A rotina agitada e a dificuldade em manter a disciplina muitas vezes levam as pessoas a negligenciar a atividade física. Isso levanta a questão sobre a eficácia de algumas sessões de exercícios semanais em compensar o sedentarismo. Especialistas afirmam que qualquer aumento na atividade física já traz benefícios, mesmo que a prática esteja aquém do ideal.
Samuel Aguiar, educador físico da Universidade Católica de Brasília, ressalta que
cada minuto de movimento é uma vitória clínica
. Ele observa que sair da inatividade total para realizar algumas sessões de exercícios semanais pode reduzir significativamente o risco de mortalidade. Interromper longos períodos em posição sentada é um passo inicial importante para melhorar a saúde.
Entretanto, para neutralizar completamente os efeitos de longas horas de inatividade, é necessário um volume maior de exercícios. Aguiar indica que, para aqueles que passam mais de oito horas sentados diariamente, seriam necessários entre 60 a 75 minutos de atividade física diária.
Em relação aos tipos de exercícios recomendados, a combinação de diferentes estímulos é fundamental. O treinamento de força é essencial, pois ajuda a regular o metabolismo e a captar glicose. Os exercícios aeróbicos, por sua vez, são cruciais para a saúde cardiovascular e para manter o corpo ativo.

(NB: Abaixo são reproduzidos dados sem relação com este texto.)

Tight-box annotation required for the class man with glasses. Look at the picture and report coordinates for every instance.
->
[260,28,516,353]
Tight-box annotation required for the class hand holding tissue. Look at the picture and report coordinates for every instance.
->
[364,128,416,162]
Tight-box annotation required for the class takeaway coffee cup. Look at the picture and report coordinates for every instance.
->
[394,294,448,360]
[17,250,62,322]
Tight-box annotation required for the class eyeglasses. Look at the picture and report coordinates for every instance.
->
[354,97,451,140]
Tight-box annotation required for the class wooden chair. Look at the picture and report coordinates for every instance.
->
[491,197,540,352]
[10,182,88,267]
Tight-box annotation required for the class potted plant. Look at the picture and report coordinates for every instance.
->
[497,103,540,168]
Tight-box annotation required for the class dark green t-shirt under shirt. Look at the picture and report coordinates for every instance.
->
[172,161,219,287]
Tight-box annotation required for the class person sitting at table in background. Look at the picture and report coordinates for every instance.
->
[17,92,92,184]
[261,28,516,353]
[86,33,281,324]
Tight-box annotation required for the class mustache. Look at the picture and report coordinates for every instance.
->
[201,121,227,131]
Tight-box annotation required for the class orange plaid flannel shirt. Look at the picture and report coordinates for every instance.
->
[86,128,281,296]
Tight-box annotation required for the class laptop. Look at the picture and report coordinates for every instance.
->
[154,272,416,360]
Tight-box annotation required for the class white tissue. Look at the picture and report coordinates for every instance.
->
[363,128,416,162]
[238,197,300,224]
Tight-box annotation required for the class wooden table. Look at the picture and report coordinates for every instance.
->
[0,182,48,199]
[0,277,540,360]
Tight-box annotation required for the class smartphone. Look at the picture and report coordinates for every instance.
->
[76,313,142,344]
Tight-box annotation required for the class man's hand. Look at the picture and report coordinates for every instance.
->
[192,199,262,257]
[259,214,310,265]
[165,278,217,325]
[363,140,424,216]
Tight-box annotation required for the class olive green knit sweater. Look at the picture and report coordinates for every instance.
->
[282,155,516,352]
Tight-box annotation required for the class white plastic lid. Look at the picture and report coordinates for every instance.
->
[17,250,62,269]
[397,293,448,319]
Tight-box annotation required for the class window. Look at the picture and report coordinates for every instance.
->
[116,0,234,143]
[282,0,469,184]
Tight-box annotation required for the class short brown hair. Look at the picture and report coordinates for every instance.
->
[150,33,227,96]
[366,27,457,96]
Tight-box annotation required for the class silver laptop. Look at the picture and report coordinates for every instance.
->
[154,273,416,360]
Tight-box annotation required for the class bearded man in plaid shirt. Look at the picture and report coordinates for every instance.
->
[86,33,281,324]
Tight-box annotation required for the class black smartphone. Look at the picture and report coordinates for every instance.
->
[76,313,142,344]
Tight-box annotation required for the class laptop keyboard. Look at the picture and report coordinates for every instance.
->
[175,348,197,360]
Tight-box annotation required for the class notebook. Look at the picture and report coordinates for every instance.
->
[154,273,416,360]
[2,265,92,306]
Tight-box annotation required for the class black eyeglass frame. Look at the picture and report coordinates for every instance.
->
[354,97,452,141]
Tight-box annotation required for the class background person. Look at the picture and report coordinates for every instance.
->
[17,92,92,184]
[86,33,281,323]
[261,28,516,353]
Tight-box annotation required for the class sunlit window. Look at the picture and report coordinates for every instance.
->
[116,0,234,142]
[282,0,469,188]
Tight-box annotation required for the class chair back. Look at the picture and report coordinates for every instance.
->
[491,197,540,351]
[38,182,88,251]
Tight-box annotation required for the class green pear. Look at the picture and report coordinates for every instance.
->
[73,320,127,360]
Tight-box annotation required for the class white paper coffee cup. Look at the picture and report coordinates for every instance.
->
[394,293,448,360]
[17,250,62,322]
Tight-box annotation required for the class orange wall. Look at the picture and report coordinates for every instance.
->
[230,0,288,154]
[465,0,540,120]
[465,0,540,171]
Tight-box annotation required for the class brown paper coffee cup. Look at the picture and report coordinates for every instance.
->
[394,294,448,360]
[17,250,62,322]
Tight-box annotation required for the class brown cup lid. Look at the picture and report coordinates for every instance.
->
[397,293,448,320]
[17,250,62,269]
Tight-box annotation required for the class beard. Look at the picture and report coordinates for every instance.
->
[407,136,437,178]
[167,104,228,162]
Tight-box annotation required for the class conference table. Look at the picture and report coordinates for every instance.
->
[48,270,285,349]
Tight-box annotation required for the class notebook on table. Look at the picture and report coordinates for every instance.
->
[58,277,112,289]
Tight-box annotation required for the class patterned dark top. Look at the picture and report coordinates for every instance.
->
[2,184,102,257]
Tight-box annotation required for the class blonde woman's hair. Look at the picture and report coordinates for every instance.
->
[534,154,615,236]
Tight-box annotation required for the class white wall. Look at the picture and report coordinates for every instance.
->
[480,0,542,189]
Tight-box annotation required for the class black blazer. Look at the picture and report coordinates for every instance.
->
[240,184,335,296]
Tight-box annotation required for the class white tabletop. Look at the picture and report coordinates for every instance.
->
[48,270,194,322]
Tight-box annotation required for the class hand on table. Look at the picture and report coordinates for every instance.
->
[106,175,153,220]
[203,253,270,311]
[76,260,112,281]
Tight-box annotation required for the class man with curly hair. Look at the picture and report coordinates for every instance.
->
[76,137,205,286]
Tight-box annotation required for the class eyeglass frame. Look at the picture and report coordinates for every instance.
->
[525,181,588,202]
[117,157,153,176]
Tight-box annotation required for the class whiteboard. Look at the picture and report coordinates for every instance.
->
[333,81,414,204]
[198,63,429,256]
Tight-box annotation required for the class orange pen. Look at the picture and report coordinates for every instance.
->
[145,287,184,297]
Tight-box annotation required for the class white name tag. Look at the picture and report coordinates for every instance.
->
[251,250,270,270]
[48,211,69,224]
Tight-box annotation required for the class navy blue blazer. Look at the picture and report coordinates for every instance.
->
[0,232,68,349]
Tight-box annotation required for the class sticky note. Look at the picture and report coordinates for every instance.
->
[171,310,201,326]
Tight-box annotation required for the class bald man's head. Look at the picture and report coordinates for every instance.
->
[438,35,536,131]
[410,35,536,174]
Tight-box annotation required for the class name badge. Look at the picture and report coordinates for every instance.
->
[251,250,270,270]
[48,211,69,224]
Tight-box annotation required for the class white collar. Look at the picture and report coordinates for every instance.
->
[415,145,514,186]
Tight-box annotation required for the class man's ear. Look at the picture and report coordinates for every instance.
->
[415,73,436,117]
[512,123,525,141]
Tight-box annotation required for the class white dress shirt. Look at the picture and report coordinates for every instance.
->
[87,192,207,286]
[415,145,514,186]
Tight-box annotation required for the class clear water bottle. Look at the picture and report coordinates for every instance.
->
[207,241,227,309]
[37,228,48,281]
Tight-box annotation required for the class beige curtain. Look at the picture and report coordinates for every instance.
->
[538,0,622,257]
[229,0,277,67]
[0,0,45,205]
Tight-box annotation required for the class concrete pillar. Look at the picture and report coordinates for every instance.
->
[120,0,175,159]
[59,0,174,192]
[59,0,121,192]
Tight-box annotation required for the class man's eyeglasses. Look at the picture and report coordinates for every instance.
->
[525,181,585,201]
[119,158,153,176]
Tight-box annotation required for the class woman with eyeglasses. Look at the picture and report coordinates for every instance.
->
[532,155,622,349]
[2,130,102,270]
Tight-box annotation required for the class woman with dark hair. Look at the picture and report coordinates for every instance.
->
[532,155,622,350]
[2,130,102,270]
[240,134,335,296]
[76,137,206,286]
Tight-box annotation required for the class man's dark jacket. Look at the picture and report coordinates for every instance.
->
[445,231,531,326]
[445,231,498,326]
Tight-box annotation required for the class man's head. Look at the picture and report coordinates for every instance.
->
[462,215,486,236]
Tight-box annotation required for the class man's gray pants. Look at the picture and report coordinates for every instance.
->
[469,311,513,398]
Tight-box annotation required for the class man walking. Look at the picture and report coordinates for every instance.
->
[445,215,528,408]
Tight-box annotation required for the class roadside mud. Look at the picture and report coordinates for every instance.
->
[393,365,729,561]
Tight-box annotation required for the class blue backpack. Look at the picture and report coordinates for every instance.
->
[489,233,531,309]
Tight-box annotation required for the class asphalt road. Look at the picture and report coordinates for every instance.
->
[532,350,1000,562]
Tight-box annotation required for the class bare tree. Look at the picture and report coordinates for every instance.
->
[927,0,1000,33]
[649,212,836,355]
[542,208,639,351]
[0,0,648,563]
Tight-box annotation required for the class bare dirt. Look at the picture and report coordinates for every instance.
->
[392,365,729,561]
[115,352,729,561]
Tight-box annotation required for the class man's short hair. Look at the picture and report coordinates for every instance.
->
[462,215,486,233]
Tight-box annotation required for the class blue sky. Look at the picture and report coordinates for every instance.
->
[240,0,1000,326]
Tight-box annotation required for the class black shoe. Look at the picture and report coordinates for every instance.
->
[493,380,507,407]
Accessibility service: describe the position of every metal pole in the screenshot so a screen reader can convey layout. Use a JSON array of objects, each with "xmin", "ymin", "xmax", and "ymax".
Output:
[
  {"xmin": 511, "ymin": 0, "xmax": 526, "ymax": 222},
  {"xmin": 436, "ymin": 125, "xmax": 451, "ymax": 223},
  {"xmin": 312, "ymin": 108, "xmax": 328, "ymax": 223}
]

Eduardo Netto, diretor técnico da Bodytech, reforça a importância de diversificar as atividades físicas. Ele afirma que, embora a prática regular reduza os riscos associados ao sedentarismo, a combinação de treino de força, exercícios aeróbicos e atividades de mobilidade é a abordagem mais eficaz.
A Organização Mundial da Saúde (OMS) recomenda 150 minutos de atividade física moderada por semana. A frequência e a consistência são mais importantes do que treinar todos os dias. Aguiar destaca que o risco de mortalidade diminui significativamente ao atingir essa meta semanal.
Para aqueles que estão começando a se exercitar após um longo período de inatividade, é crucial iniciar com cautela para evitar lesões. Aguiar sugere começar com baixa intensidade e focar na execução correta dos movimentos, respeitando o tempo de adaptação do corpo.